Talen glanced back to see Sabin reach out with his long tattooed arm for Talen’s hair.

River loved Talen’s hair. Loved it long. And at that moment he wished he’d never listened to her and her stupid appraisals of men.

Sabin grabbed a handful of Talen’s hair, yanked, and brought Talen up short, and then backward to the ground.

Talen scrabbled to his knees, but Sabin kicked his side and knocked the breath right out of him.

He couldn’t move, couldn’t breathe.

Sabin kicked at Talen’s face, but Talen curled up and the blow glanced off the back of his head.

When his body finally remembered it had lungs, the rest of the men were rushing up the hill. Someone struck him with a staff. Another kick caught him in the hip.

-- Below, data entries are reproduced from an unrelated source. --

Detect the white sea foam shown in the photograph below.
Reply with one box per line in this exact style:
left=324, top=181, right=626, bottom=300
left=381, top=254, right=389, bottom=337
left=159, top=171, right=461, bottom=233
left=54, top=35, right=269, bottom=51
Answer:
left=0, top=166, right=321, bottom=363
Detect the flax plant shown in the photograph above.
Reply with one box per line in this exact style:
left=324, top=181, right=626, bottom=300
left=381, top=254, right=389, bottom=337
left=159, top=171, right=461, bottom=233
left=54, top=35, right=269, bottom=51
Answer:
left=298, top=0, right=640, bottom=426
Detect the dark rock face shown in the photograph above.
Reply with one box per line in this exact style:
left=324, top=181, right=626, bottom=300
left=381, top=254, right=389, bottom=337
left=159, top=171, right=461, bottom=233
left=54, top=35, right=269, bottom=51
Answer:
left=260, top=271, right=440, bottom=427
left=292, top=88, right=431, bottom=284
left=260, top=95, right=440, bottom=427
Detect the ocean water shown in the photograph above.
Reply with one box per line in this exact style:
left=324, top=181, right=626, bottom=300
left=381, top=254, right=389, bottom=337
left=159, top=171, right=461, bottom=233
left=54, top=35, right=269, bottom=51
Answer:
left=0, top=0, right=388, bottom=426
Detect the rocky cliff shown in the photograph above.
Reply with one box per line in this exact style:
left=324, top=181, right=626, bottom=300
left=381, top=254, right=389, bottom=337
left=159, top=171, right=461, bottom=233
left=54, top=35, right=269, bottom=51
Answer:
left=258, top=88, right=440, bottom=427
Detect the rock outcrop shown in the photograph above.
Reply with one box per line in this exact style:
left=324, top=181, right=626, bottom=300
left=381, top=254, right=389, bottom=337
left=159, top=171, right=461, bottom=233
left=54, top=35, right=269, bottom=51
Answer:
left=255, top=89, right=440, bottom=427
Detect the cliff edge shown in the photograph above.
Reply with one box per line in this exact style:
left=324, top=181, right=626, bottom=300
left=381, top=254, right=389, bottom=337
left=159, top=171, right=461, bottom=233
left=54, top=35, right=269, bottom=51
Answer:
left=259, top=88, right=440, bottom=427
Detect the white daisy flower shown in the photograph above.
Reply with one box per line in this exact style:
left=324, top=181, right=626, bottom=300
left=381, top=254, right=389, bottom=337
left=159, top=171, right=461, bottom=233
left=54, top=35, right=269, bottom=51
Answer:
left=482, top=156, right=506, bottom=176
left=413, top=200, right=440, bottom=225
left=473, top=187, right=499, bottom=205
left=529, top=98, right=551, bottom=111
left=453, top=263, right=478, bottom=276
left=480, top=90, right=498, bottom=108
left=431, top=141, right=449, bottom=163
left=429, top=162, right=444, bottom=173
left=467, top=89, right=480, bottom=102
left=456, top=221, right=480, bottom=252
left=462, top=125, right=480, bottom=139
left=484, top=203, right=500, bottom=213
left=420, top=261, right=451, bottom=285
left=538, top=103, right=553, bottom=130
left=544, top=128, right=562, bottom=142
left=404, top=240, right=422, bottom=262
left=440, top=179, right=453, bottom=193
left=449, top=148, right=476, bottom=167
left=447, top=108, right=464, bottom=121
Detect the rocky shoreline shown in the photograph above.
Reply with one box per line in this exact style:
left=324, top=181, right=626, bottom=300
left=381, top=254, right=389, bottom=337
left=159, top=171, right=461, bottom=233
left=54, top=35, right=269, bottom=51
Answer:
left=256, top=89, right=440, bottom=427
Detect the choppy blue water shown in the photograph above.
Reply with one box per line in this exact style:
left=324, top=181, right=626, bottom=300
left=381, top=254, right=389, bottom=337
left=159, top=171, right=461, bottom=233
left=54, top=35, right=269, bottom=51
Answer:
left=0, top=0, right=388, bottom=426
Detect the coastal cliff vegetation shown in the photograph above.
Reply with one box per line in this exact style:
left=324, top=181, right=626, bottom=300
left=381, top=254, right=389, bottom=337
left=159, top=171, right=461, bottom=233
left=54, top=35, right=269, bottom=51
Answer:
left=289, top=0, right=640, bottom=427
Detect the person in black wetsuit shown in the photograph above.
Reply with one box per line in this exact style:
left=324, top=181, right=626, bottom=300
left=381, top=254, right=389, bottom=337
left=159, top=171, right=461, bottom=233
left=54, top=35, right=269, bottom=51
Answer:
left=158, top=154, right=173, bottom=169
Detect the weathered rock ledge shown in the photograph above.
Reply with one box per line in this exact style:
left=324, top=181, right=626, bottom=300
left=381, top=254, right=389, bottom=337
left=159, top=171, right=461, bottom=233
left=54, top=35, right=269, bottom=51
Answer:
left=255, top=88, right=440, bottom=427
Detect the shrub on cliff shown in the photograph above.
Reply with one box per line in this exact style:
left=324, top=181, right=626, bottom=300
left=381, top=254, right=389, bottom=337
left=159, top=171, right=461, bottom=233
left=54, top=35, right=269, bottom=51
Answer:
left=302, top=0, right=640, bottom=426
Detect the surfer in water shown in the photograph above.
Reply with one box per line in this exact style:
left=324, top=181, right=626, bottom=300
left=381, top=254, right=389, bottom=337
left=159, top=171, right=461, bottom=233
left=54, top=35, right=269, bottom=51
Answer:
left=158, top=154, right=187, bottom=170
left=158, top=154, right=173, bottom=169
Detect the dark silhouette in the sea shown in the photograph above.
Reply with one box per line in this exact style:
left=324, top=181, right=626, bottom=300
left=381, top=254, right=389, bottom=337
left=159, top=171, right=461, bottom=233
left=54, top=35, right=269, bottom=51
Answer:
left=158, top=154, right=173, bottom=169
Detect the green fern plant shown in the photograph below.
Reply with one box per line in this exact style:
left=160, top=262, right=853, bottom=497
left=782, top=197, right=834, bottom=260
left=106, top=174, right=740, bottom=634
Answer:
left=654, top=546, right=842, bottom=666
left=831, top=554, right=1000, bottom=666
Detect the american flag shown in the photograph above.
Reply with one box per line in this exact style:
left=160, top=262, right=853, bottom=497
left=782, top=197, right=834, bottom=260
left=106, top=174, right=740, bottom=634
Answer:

Talen tried to get up and lunge out of the circle, but before he could get his legs, one of the tanner’s boys landed a blow to Talen’s head that dazed him and knocked away all sense of balance. He turned, falling, and saw a sea of men.

Someone kicked him in the back, and the pain took his breath away. Someone else went for his neck.

Talen brought his arms up to shield his face.

“Where’s that rope?” one of them shouted.

Talen tried to roll over.

“Out of the way!” someone else shouted.

“Now you’ll get it, Half-breed,” a man said.

The blows lessened and then stopped. Talen glanced up.

Sabin stood above him lifting what must have been a forty pound field stone the color of fresh liver.

He raised it high, preparing to break Talen’s head like a gourd.